Many of us who have hiked – or intend to hike – the John Muir Trail can’t quite get enough information about that glorious stretch of the Sierra Nevada. We have collections of books and magazines, new and not-so-new, that we like to amble through when we are unable to amble down the trail itself.
If you are going to start your own collection, begin with John Dittli’s Walk the Sky. It is readily available at Amazon and, for those of you reading this during the holidays, it makes a terrific present for anyone interested in the JMT.
If you are willing to dig a little deeper, consider hitting the internet (or a local used bookstore) for the April 1989 issue of National Geographic (volume 175, number 4). Look for the loon on the cover.
Within its pages you will find an article by the writer, photographer, and adventurer Galen Rowell. For more than two-dozen pages he describes a mid-winter quest to ski and hike from the summit of Mount Whitney to Happy Isles.
While Ansel Adams is doubtlessly the first photographer that comes to mind when one thinks of the Sierra Nevada, Rowell (1940 – 2002) is not far behind. And because he was an accomplished climber (he is credited with a number of first ascents), Rowell’s photos are often taken from a vantage point unreachable by Adams. If you are looking to kill a little time before or after your JMT hike, an hour or two spent at his Mountain Light gallery, in Bishop, California, would be time well spent.
The article in the magazine is called, Along the High, Wild Sierra. There is a lot within it to enjoy, but I couldn’t help but smile at the fact that they travelled 160 miles on the trail without seeing anyone. It took them a little over two weeks to make the trek.

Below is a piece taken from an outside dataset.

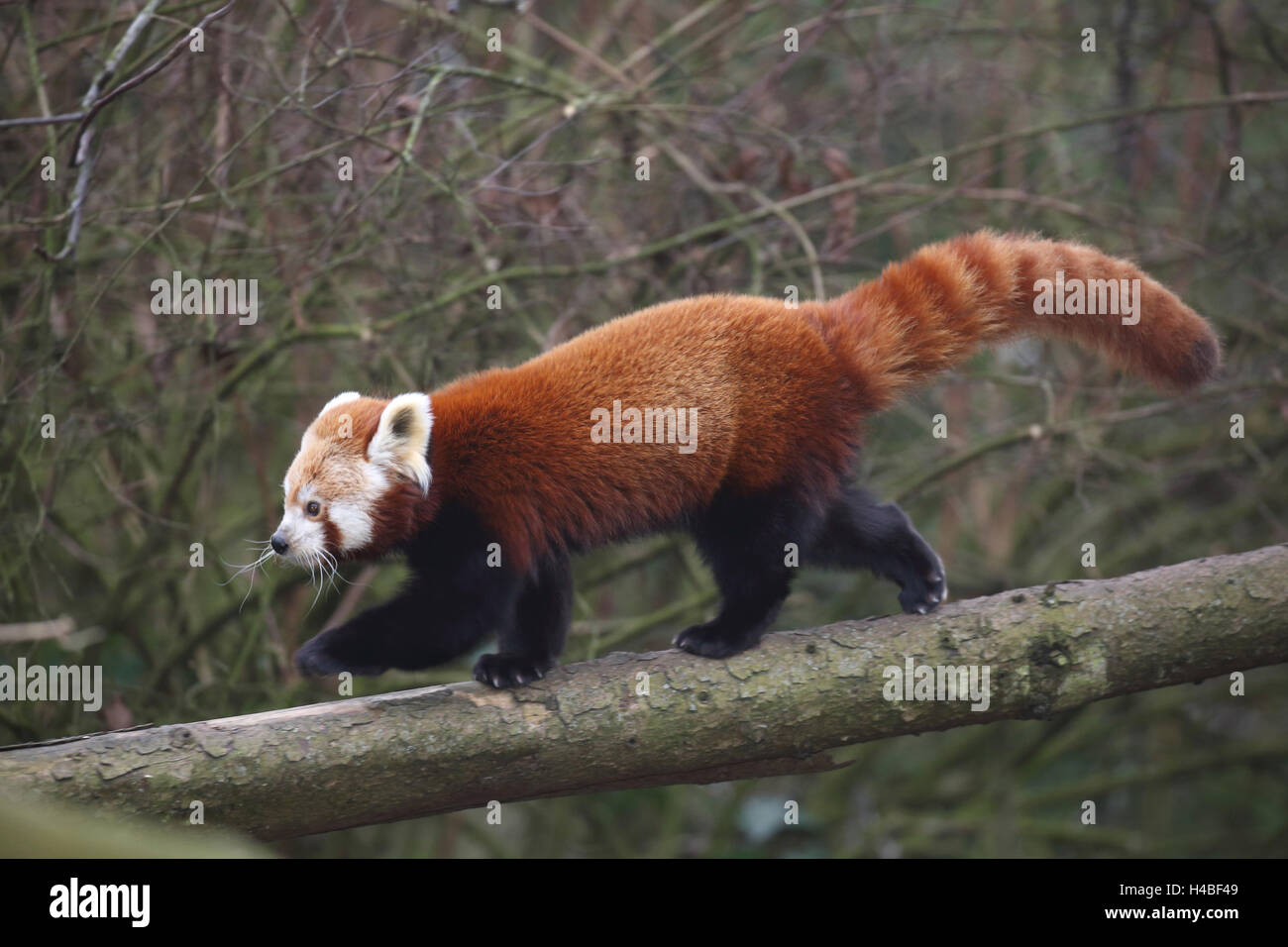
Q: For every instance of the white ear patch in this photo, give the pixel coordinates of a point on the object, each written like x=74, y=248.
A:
x=339, y=399
x=402, y=437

Although the depictions of life on the trail in deep winter were interesting, Rowell’s account of how his mother, Margaret Avery, introduced him to the Range of Light, and inadvertently (or, perhaps, intentionally) set him on a path he would follow for the rest of his life were fascinating, probably because I, too, can credit my mother with introducing me to the mountains. Avery was quite the adventurer in her own right, and was the first to reach the summit of the Hermit, which towers over the Evolution Valley.
If you can’t find an actual copy of the magazine, all back issues of National Geographic are available to subscribers.